Has Buhari Pressed the Reset Button? Olawale Rasheed



A great writer, Prof. Akpoedete recently wrote an analysis of the President asking whether Muhammadu Buhari is a snail or sniper. On close reading, he questioned the narrative of a snail at Aso Rock. Many colleagues disagreed with him then.

Now few weeks after and close to 100 days in office, I have been receiving calls. A new narrative is emerging. Overwhelmingly, a Buhari is now adjudged a political sniper in a heavily landmine political field. I cannot disagree as such due to many reasons.


A snail crawls but hardly makes a spectacular hit. A sniper may crawl for weeks but the hit is mostly star trek. A snail may be empty headed in term of strategy but a Sniper is in a world of his own , manoeuvring and out-smarting guards of heavily fortified figures and cliques.

 Let assume the President is now a sniper. Then who is safe? Before I go to that, there is one dangerous analogy I want to make. Here I plead that our Fulani race forgives me.

There was a popular Islamic preacher at the ancient city of Ilorin , late Sheikh Raheem Oniwasi Agbaye. He once made analogy of Fulani style of silence and sniper tendencies in power wielding. A Fulani is an innate unobstructive tactician, looking helplessly but conjuring net of tactics to prevail.

Mr President once visited his farm in Daura. He personally tended his cows that day and our boss, Garba Shehu and other media handlers around the President released the pictures. I feel there is a metaphor in that visit which has not been deciphered. Is the president sending a message? Have you care to study how Fulani herdsmen navigate dangerous territories from north to south and across international boundaries? Isn’t there a measure of ‘sniperism’ in this unseen but vastly powerful and unique race?

But is a sniper really bad?
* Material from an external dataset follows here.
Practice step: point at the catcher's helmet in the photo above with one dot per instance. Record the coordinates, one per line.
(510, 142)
A sniper has a target. In the political field , the targets according to the administration are the corrupt and lawless figures. Interestingly, the targets are heavily fortified and even believe they own the system.

No matter how skilful a sniper is, he must secure his point of operation. No matter how small the point of firing is, self preservation is the first law not just of life but for anybody who want to aim at nuclear armed target. How do snipers get the code operator before he presses the button?

Can this explain the reasons for the type of personalities selected to man critical points? Is that why the President is assembling is own breed of Spartan austere figures he had moulded over the years? Can that also explain the reasons why many are thinking recent appointees are some aliens from another planet imported to Aso Rock?

If the analogy of a sniper is accepted, the question is why a sniper? A reading of analysis and reactions from establishment forces in recent days may have provided answers. There is a spoken and unspoken consensus that the nation was in deep crisis prior to the last election. At a point, many lost hopes of the system getting reformed and becoming functional.

Corruption and bad governance were becoming accepted as norms we must live with. Attempted reforms are greeted with entrenched skepticism. Patriotic passion gasps for breath. If we want to be sincere, how many Nigerians truly have hope of reformation of the deeply corrupted and compromised governance structures in the country?

Something is happening to Nigeria that we cannot explain. A friend calls it returning Nigeria to factory setting. That analogy strikes me but I still could not make meaning out of it. I was asking which of the factory setting?

There is what President Barrack Obama called audacity of hope. In Nigeria, somebody has a dream of getting Nigeria back to herself, to make her governance system work, to make custom service corruption free, to restore integrity and efficiency of the Office of Chief of Staff, to place merit first in security and military appointments and to seek “aliens” who are saints to man critical sectors.

These are great hopes and dreams. Some analysts even mocked the Daura man on his quest for saints in making appointments. Reading those commentaries, one feels condemned as a irredeemable nation of looters and compromisers. When a people resigned to a level of irredeemability, only saints from alien land can feel the slots. That may explain the nature of recent appointments.

But who is safe with a political sniper? Yes, I believe we are all safe. Those who may be hit by the sniper can be classed into three categories namely those who believe the system cannot change, those who want to stop the change and those who aim at the sniper.

These are unusual times. There is air of unbelievability, there is a sense of bewilderment. I have those feelings too.

But sincerely Buhari has pressed the reset button. Who will stop a concealed sniper especially one with tremendous public goodwill?